Methods: An extended family of 37 members (14 affected and 23 unaffected) belonging to
different nuclear families were screened for causative gene. Proband and her unaffected son
were screened for causative variant by exome sequencing followed by Sanger sequencing of
the proband’s entire nuclear family. Remaining members were further screened for variants
detected, by PCR-RFLP and Tetra ARMS PCR.
Results: Review of exome sequencing data of the proband and her unaffected son for 40
known genes causing congenital non-syndromic cataracts revealed two variants viz.,
c.139G>A (p.Asp47Asn; D47N) in GJA8 gene and c.2036C>T in FYCO1 gene to be
potentially pathogenic. Further, validation of these two variants in the entire family showed
co-segregation of c.139G>A variant in GJA8 with ADZCC without pulverisationrulent
opacities. Variation c.2036C>T in FYCO1 was not associated with disease in the family.

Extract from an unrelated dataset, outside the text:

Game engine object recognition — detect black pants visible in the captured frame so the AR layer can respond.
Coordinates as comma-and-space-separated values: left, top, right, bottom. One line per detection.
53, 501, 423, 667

Conclusion: The mutation c.139G>A in GJA8 gene detected in the present study was also
previously described in Caucasian and Chinese families but with different phenotypes i.e
nuclear and nuclear pulverulent cataracts. Thus, the mutation c.139G>A in GJA8 appears to
exhibit marked interfamilial phenotypic variability.
INTRODUCTION
Cataract, the opacification of lens, results from alteration in cellular architecture of lens, lens
proteins or both. It is a major ocular disease that causes blindness in millions of people
throughout the world. Opacification of the ocular lens is caused by a wide range of etiological
factors including exogenous factors like infections, chemicals, radiations etc. All these factors
have their effect right from intrauterine life to senescence. Further, lens opacity shows
considerable interfamilial and intrafamilial phenotypic variation in the expression of different
types of cataracts that are reported worldwide (Scott et al, 1994; Vanita, 1998; Amaya et al,
2003). Depending on the morphological, clinical and pathological profiles, the lens opacities
acquire an independent identity like cortical, nuclear, zonular, lamellar, crystalline, total and
other types. These different types may originate either congenitally or during infantile,
juvenile, presenile or senile stages of life. Congenital cataracts exhibit clinically and
genetically heterogenous lens disorders and account for approximately 10% of the world
wide cases of childhood blindness (Francis et al, 2000). They occur either as syndromic or
non-syndromic form with different modes of inheritance of which autosomal dominant mode
of transmission is most commonly reported (Amaya et al, 2003).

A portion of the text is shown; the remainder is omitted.